Encouraging K-12 students to collect and send insect samples to the Beckman Microscopy Suite, Bugscope leaders prepare the samples, help create lesson plans and guide students in remote video sessions to explore and investigate their insects under a high-powered scanning electron microscope.

Bugscope has now been transformed into a summer camp program, and 2026 will be the second year it’s offered on Air Force bases around the country. Last summer, Lexie Kesler, Beckman’s outreach and communications manager, and Tai Josek, microscopist and outreach specialist, worked together with Tom Monahan, the founder of a mobile specialty summer camp program called We Are Camps. That company runs camps on bases around the country.

Microscopist Tai Josek (left) and Outreach Manager Lexie Kesler at the Beckman Institute. Credit: Elizabeth Bello, Beckman Institute Communications Office.
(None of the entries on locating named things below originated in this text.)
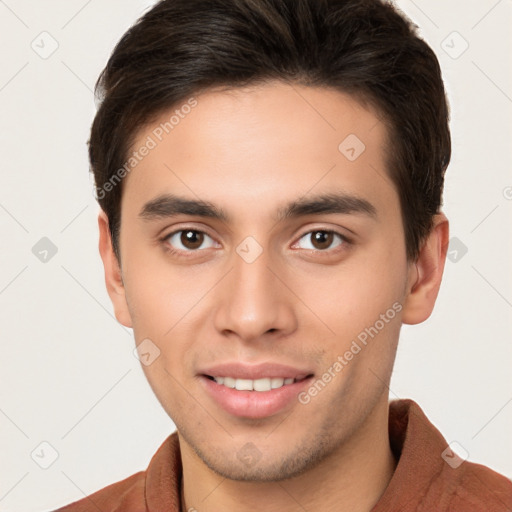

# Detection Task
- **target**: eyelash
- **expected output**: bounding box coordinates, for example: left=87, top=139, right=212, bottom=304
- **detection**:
left=160, top=227, right=352, bottom=258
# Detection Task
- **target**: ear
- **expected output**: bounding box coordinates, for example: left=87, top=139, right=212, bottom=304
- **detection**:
left=402, top=212, right=450, bottom=324
left=98, top=210, right=132, bottom=327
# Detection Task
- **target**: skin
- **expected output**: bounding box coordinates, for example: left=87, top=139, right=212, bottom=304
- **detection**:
left=99, top=82, right=449, bottom=512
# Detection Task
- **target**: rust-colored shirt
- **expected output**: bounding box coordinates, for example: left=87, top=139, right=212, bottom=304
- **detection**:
left=56, top=400, right=512, bottom=512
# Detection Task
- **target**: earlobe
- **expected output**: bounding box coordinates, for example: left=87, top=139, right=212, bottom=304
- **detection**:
left=98, top=210, right=132, bottom=327
left=402, top=213, right=449, bottom=324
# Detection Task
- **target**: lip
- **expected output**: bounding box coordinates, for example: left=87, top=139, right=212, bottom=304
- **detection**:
left=198, top=363, right=313, bottom=380
left=198, top=363, right=314, bottom=419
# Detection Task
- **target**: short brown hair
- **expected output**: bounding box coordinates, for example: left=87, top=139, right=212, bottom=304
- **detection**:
left=89, top=0, right=451, bottom=260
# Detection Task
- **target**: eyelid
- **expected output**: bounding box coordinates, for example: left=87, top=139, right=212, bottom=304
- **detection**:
left=293, top=227, right=353, bottom=254
left=160, top=226, right=353, bottom=257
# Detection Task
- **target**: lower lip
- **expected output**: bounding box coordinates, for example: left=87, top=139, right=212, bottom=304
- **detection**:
left=199, top=375, right=313, bottom=419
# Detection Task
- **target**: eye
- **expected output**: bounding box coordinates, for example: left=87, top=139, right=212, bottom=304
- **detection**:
left=163, top=228, right=214, bottom=252
left=297, top=229, right=350, bottom=252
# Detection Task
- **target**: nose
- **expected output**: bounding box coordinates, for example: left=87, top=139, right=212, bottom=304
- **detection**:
left=214, top=241, right=298, bottom=342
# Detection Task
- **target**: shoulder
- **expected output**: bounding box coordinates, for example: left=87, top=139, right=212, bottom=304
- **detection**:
left=55, top=471, right=146, bottom=512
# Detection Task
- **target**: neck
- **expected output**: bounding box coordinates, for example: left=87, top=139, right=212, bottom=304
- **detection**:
left=180, top=398, right=396, bottom=512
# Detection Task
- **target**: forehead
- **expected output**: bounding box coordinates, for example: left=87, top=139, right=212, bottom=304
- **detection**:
left=123, top=82, right=397, bottom=221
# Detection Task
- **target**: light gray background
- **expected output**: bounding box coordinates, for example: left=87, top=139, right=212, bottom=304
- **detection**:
left=0, top=0, right=512, bottom=511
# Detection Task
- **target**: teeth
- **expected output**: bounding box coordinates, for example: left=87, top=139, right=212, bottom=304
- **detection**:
left=213, top=377, right=295, bottom=391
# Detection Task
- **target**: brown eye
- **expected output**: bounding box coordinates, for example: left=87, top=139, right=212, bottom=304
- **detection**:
left=294, top=229, right=348, bottom=252
left=165, top=229, right=213, bottom=252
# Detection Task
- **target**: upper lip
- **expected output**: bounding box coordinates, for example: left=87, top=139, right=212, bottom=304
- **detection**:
left=199, top=363, right=313, bottom=380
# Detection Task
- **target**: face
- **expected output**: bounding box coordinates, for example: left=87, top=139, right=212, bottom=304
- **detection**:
left=102, top=82, right=434, bottom=481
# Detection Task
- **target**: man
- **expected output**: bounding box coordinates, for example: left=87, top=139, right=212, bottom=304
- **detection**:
left=54, top=0, right=512, bottom=512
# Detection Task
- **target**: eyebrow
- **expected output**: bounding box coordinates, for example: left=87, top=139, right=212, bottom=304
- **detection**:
left=139, top=193, right=377, bottom=223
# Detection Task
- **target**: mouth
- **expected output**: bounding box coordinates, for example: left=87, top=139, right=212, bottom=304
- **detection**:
left=198, top=373, right=314, bottom=419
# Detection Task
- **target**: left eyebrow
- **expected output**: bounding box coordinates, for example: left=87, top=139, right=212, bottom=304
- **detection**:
left=139, top=193, right=377, bottom=223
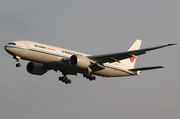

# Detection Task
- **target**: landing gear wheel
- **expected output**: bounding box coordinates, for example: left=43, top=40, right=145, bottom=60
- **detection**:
left=59, top=77, right=62, bottom=81
left=16, top=63, right=21, bottom=67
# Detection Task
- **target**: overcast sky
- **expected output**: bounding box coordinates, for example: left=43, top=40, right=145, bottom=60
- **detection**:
left=0, top=0, right=180, bottom=119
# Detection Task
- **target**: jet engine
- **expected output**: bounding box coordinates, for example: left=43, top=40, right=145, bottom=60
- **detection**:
left=69, top=55, right=91, bottom=69
left=26, top=62, right=47, bottom=75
Monahan reached out to Kesler inquiring about remote, interactive STEM-focused programs and Kesler immediately thought of Bugscope, the web-based outreach tool that could easily be modified.

As the outreach manager, Kesler had previously designed interactive STEM activities at the Beckman Institute. For example, working with the Autonomous Materials Systems group, Kesler created a learning activity where students were tasked with helping astronauts make repairs on space stations by testing different combinations and ratios of cured resins.

 Although it was an imagined scenario, the hands-on activity allowed students to learn about different materials, how they’re designed and the research that Beckman scientists are working on.

Together, Kesler and Josek transformed a typical Bugscope session into an interactive summer camp session focused on bioinspiration, the process of understanding nature to create new tools and technology.

Campers worked in small groups to complete an assigned mission with the goal of using provided insect resources, both physical and virtual, to design a bioinspired robot.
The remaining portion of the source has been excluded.